Cast: Armie Hammer, Timothée Chalamet, and Michael Stuhlbarg.

Oliver playfully reacts to Elio’s jealousy, innocent as it may be, while offering mild flirtations that confuses and even upsets the younger Elio. Wrestling with his sexuality at the age of self-discovery and in an era when being closeted was often preferable to coming out, Elio casually dates a local woman his age. Any affection in the relationship is mostly one-sided, though, and only fosters more questions and angst for Elio, who secretly hoped Oliver would grow jealous of the woman.

Eventually, after weeks of hints, fights, stares, and quiet longing, Oliver and Elio embrace and let their pent-up passions take hold. In that moment Call Me By Your Name is no longer another “when will they ever get together?” summer romance but something much more profound, as two souls — one guarded, one questioning — find honesty and love.

What happens between them in the weeks that follow are those familiar happy-sad moments that take place in every young relationship, as Oliver and Elio push and accept boundaries and build trust. It ultimately leads to life-changing truths and revelations.

Directed with grace and warmth by Luca Guadagnino (I Am Love), Call Me By Your Name is also an affecting coming-of-age story. Elio is like any 17-year-old, as he tests new looks and tries on new personalities to fit his mood and the moment. He’s not just coming to terms with his sexuality, but his burgeoning adulthood, including his public identity and place in the world.

In Oliver, Elio sees someone not so much older with a similar story and who is now confident in who he is.
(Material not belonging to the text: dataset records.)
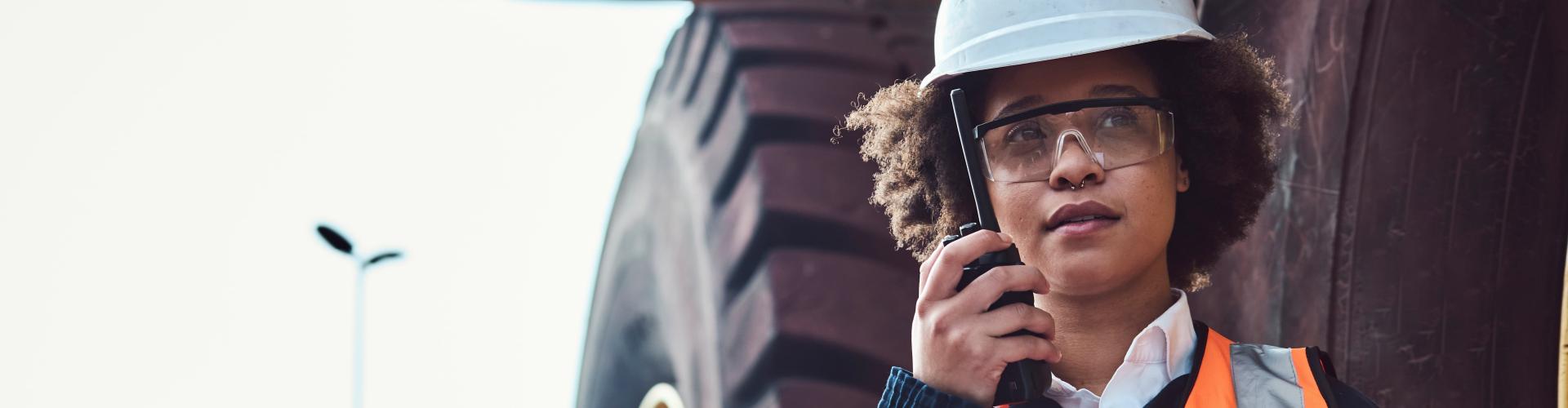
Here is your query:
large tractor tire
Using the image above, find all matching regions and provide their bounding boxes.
[577,2,934,408]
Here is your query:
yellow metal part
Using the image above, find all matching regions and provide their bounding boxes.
[1557,247,1568,408]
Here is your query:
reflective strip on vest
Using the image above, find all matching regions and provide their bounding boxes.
[1186,330,1328,408]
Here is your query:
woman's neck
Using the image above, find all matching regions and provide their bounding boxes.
[1035,259,1174,396]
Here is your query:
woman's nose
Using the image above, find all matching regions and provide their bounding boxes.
[1048,129,1106,190]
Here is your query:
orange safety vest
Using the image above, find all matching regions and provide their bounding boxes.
[1000,322,1342,408]
[1184,323,1333,408]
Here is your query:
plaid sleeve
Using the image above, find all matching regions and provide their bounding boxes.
[876,367,980,408]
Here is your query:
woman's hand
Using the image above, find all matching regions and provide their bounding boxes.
[910,231,1062,406]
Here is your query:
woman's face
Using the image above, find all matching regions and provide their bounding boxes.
[973,49,1187,296]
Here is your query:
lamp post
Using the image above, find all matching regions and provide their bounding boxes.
[315,224,403,408]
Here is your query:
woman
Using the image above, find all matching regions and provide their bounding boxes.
[845,0,1370,406]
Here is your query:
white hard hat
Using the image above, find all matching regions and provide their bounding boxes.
[920,0,1214,88]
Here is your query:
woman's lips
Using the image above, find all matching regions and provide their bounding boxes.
[1050,218,1120,237]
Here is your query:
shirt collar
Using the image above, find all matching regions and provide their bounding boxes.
[1123,289,1198,378]
[1046,289,1198,400]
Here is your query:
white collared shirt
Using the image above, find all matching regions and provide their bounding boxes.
[1046,289,1198,408]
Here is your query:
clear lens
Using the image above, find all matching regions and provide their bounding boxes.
[982,105,1174,182]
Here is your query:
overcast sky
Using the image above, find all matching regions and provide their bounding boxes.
[0,0,690,408]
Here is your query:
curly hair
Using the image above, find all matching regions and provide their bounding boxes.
[835,33,1290,290]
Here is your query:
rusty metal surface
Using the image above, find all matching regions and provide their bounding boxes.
[1193,0,1568,406]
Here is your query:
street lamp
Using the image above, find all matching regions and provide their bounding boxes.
[315,224,403,408]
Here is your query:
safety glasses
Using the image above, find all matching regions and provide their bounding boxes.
[973,97,1176,182]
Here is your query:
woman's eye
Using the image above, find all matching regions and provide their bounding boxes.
[1099,112,1138,129]
[1007,122,1045,143]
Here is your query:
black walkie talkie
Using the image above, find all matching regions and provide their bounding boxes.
[942,90,1050,405]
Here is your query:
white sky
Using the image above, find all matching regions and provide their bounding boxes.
[0,0,690,408]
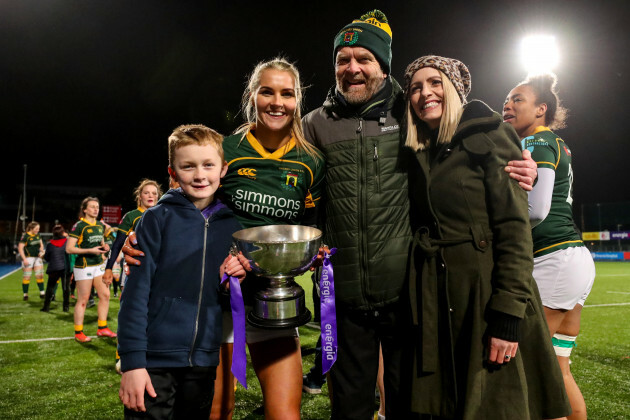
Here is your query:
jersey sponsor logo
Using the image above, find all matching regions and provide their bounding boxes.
[284,174,298,188]
[236,168,256,179]
[232,189,302,219]
[88,235,103,244]
[562,144,571,156]
[381,124,400,133]
[279,168,304,190]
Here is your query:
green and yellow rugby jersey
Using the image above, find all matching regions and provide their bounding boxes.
[118,207,144,235]
[522,126,584,257]
[20,232,42,257]
[220,131,324,228]
[69,218,105,268]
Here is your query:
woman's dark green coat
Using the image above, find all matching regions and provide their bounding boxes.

Much of that is projection, however; what Elio doesn’t know, at least at first, is that Oliver is closeted and leery of others finding out he is gay.

Chalamet (Lady Bird) is a revelation in the role, as he delicately weaves through a maze of complicated emotions and reactions, as Elio’s heart yearns and aches and his hormones rage. And Hammer (The Social Network, The Birth of a Nation), as Oliver, sets a new high standard for himself as an actor by not just playing to his physical gifts, height and appearance, but channeling the less obvious emotions and even quiet pain of someone so guarded and whose secret makes them feel so vulnerable.

Equally good and memorable onscreen is Stuhlbarg as the gentle and kindly father and mentor, who always seems to have the right words or needed smile.

Written by James Ivory decades ago and based on André Aciman's novel, Call Me By Your Name, despite deliberate references to ’80s new wave music, rings of immediacy, and with quaint Italy as its backdrop, the film also serves as a beautiful and warm respite from our winter chill.

Most importantly, Call Me By Your Name is an honest story of hearts on fire, broken, and then healed, with wise affection for its characters and their struggles, and a message of tolerance and love for us all.